- Какой там секрет… - усмехнулся Эвдем. - Всему Пергаму известно, что основателем династии Атталидов был евнух Фмлетер - безродный комендант крошечной крепости, завладевший небольшой частью казны Александра Великого. А я - хоть и от побочной ветви, но все же потомок великих персидских царей - Ахеменидов! И все мы, мой прадед, дед, отец, а затем и я, служили Атталидам и терпели их лишь потому, что они знали свое место и не строили из себя чистокровных потомственных владык. Нас устраивало то, что Пергам не знал царского культа, а все Эвмены и Атталы не обожествляли себя и цариц, и даже в своих указах именовали себя просто жителями Пергама. Но когда, в начале своего правления, последний Аттал повел себя, как настоящий восточный базилевс, возомнив, что в нем собралась вся кровь нынешних правителей, бывших при моих предках конюхами или в лучшем случае офицерами… когда он повелел именовать себя величайшим, божественным и бессмертным, я однажды не выдержал и напомнил ему, кем был Филетер. Некоторые советники прежнего царя тоже пытались остановить Аттала. Но он собрал их на пир и приказал своей страже перебить всех, до единого. Я уцелел лишь благодаря случайности и тому, что мои деньги и знания понадобились новому начальнику кинжала. Потом Аттал ушел от государственных дел, занявшись учеными трактатами и лепкой из воска, затем заболел и, казалось, совсем забыл о моем существовании, благо, ему об этом почти и не напоминали. Но я помнил о нанесенном мне оскорблении каждый день, каждую минуту. И когда случайно встретился один из твоих сограждан, я вдруг понял, что судьба посылает мне того самого человека, который поможет мне отомстить Атталу. И я не ошибся.
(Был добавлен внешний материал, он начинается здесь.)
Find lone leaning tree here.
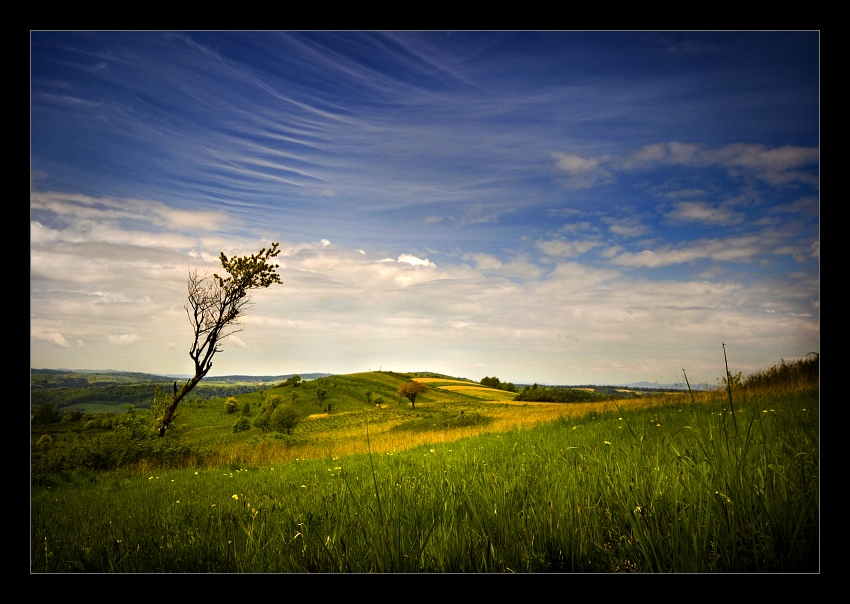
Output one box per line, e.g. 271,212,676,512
398,380,428,409
159,243,282,436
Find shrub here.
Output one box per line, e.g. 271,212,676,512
233,415,251,432
254,411,269,434
32,403,62,425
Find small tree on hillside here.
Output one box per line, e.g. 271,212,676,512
269,405,301,434
159,243,282,436
398,380,428,409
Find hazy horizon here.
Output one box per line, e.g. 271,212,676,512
30,31,820,384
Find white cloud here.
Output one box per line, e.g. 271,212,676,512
106,333,143,346
30,331,71,348
666,201,744,225
537,239,601,258
398,254,437,268
552,141,820,188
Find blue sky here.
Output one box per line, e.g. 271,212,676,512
30,31,820,384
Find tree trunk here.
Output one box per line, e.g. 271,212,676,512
159,374,204,436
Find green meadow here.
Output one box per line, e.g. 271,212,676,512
30,358,820,573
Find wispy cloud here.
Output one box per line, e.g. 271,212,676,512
30,31,820,383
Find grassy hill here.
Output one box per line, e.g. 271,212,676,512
30,359,820,573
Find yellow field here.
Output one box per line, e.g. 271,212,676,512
209,393,692,466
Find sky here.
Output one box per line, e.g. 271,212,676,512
30,31,820,385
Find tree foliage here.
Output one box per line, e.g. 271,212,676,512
159,243,282,436
398,380,428,409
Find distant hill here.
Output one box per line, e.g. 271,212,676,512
35,368,333,382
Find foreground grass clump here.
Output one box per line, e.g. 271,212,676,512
31,380,819,572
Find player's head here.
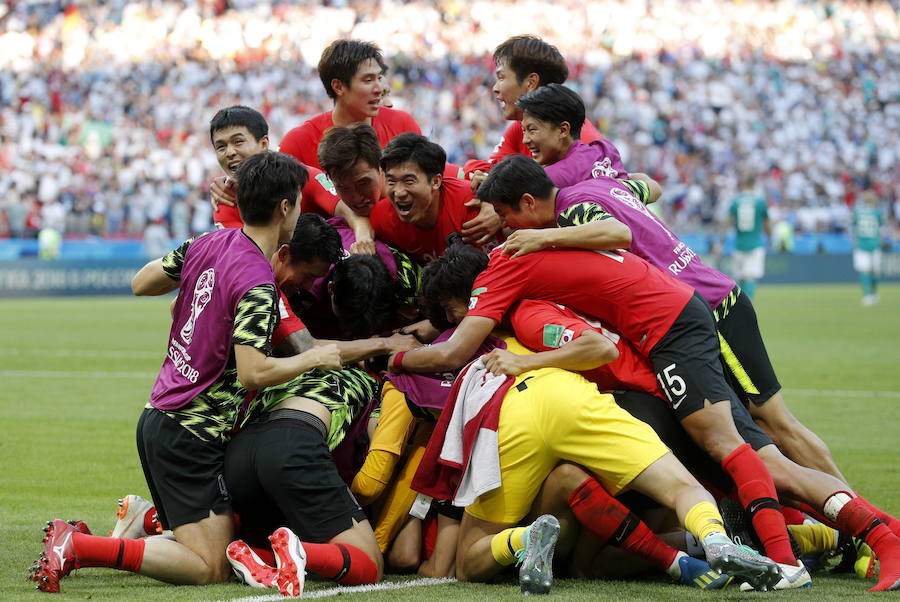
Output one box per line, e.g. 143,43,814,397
318,123,384,216
381,132,447,229
328,255,397,338
493,36,569,120
478,155,555,229
319,40,387,121
237,151,309,240
209,105,269,178
420,239,488,330
516,84,584,165
272,213,344,296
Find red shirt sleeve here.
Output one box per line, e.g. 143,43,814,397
463,120,530,177
278,118,322,169
213,203,244,228
300,166,341,217
272,291,306,348
466,249,534,322
510,299,594,351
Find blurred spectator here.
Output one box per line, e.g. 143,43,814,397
0,0,900,244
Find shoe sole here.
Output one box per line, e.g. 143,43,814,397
713,555,781,591
519,516,559,595
110,495,152,539
225,541,275,588
269,527,306,597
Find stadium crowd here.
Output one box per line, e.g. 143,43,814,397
29,12,900,596
0,0,900,238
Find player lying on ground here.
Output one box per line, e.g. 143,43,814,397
496,300,900,590
414,246,780,589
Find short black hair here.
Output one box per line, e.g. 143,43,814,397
494,36,569,86
318,40,387,100
209,105,269,140
287,213,344,263
516,84,585,140
317,123,381,178
419,244,488,330
381,132,447,178
235,151,309,226
476,155,554,211
331,255,397,339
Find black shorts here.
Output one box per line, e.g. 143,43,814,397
137,408,231,529
714,287,781,405
649,293,737,420
613,391,772,494
225,409,366,543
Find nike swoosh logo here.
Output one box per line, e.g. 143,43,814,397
53,531,72,569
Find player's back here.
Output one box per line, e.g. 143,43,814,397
467,248,694,354
556,176,735,307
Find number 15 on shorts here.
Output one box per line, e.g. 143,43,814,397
656,364,687,410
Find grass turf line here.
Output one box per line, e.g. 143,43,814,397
0,285,900,602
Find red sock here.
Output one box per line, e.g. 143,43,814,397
829,498,900,591
569,477,678,571
722,443,797,565
781,506,806,525
250,544,274,566
303,541,378,585
856,496,900,537
72,533,144,573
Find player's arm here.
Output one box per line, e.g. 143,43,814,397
459,198,503,245
388,316,497,372
503,203,631,257
484,330,619,376
232,285,341,391
316,333,421,364
131,235,196,297
334,201,375,255
619,173,662,205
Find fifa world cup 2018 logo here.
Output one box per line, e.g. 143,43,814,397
181,268,216,345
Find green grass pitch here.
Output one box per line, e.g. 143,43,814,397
0,285,900,601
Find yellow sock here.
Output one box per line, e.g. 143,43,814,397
788,523,837,554
491,527,528,566
684,502,725,541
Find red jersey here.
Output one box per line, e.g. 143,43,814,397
464,119,603,177
369,178,478,264
510,299,665,399
278,107,422,168
466,248,694,355
213,165,341,228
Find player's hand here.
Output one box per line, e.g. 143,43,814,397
503,229,552,257
469,169,487,194
459,199,503,245
384,332,422,354
350,218,375,255
305,343,343,370
481,349,527,376
209,176,237,213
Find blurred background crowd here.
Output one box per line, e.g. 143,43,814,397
0,0,900,246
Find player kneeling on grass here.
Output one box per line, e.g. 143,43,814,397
32,153,341,592
406,246,780,592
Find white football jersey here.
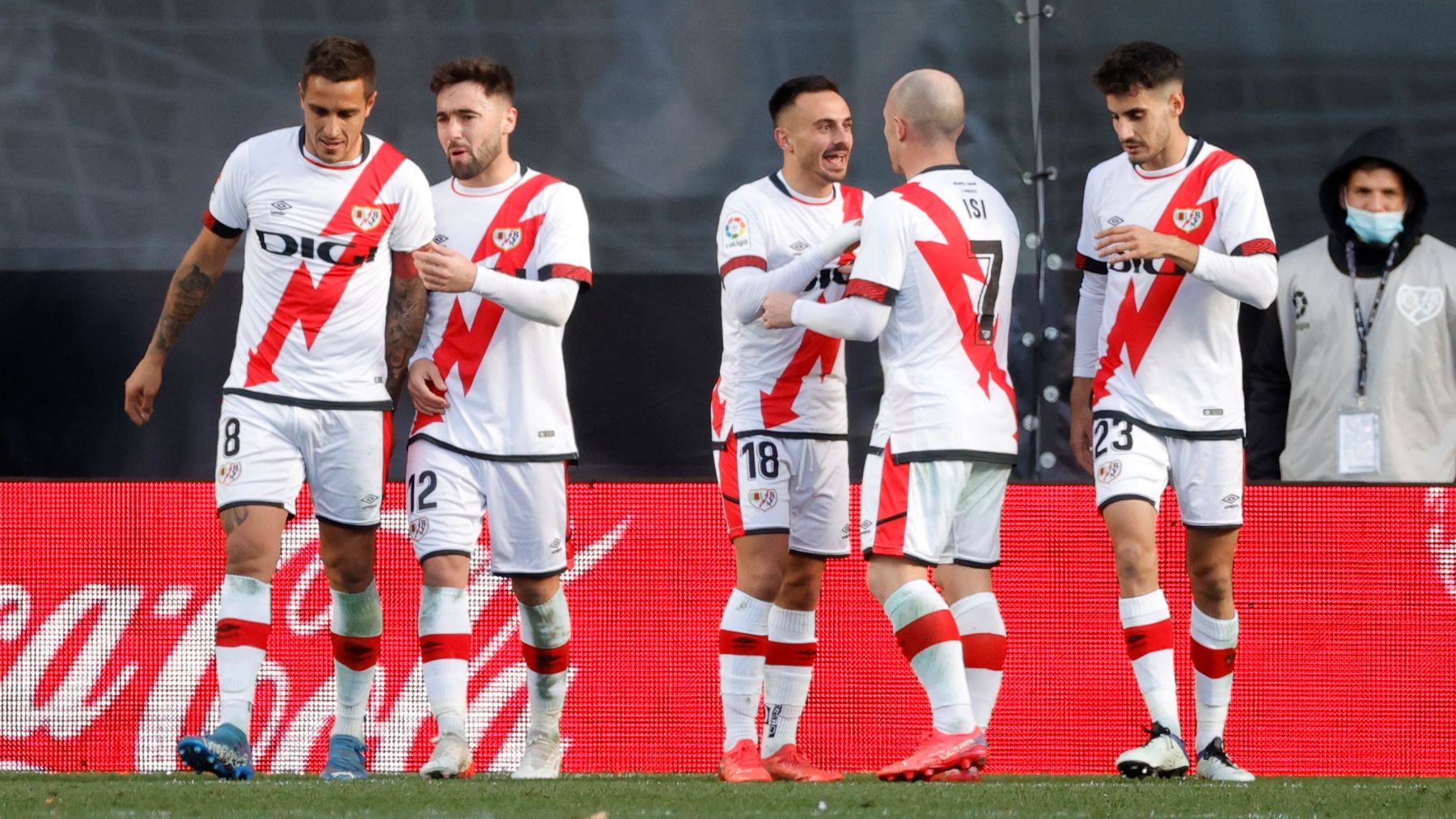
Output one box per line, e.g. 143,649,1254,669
712,171,870,442
1077,138,1276,438
202,127,435,409
411,167,591,461
846,166,1021,464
Луций Пропорций - так его имя, как потом оказалось, - прибыл в Пергам под видом торговца, чтобы подделать это завещание и, отравив базилевса…
- Погоди! - предостерегающе поднял руку консул, останавливая Эвдема на полуслове. - А вот об этом не надо говорить даже здесь. Не следует всем знать того, о чем известно в Риме лишь единицам. Пусть все считают, что Аттал умер от солнечного удара или от сердечного приступа. Лучше скажи, чего ты хочешь от Рима за свою услугу? Великую услугу! - подчеркнул он.
Поняв, что настал тот миг, о котором он мечтал все эти годы, Эвдем плеснул в кубок вина и, отпив немного, чтобы успокоиться, сказал:
- Атталу и боготворившему его народу я отомстил сам. А от Рима прошу одного: сделать меня вашим наместником в Пергаме, всецело покорным и преданным вам.
Муций Сцевола отрицательно покачал головой.
- Что? - побледнел вельможа. - Но почему?!
- Потому, что римской провинцией не может управлять не римлянин! - твердо ответил консул.
- Это точно? - ошеломленно пробормотал Эвдем.
- Да. Это я тебе говорю не как консул, а как законовед.
Эвдем с минуту смотрел на человека, отобравшего у него единственную надежду, которой он жил. Весь смысл его жизни рухнул в одно мгновенье! Но это был сильный, мужественный человек…
- Что ж, - с трудом справившись с собой, наконец, заметил он, - значит, с меня будет достаточно и мести.
- Может, я могу помочь тебе в чем–то другом? - участливо спросил Муций Сцевола.
- В чем? - усмехнулся Эвдем и, подумав, добавил: - Разве что только прикажешь своим легионам превратить огромный Пергам снова в ту же крошечную крепость, какой он был во времена великой державы Ахеменидов!
- И куда же ты подашься теперь? - задумчиво спросил консул, размышляя уже не о судьбе Эвдема, а о том, что хорошо, что в Риме вот уже несколько веков нет царей. И всем противникам республики вот оно - живое возражение в облике этого потомка Дария или Артаксеркса. Двести лет прошло со времени их гибели, а этому все неймется, все играет, бурлит царская кровь…
В ответ Эвдем неопределенно пожал плечами и вздохнул:
- Кто знает?.. Может, в Парфию. А может, в Понт или Бактрию, туда, где когда–то правили мои предки…
Вежливо поблагодарив хозяина за отдых и беседу, он сделал попытку подняться с ложа, но консул остановил его:
- Куда же ты на ночь? Останься! И потом, гости, за которыми я разослал всех своих ликторов, не простят мне, если не увидят такого редкостного посланника!
Словно в подтверждение его слов, дверь распахнулась, и раб–привратник пропустил в перистиль первого гостя, стройного римлянина в белоснежной тоге.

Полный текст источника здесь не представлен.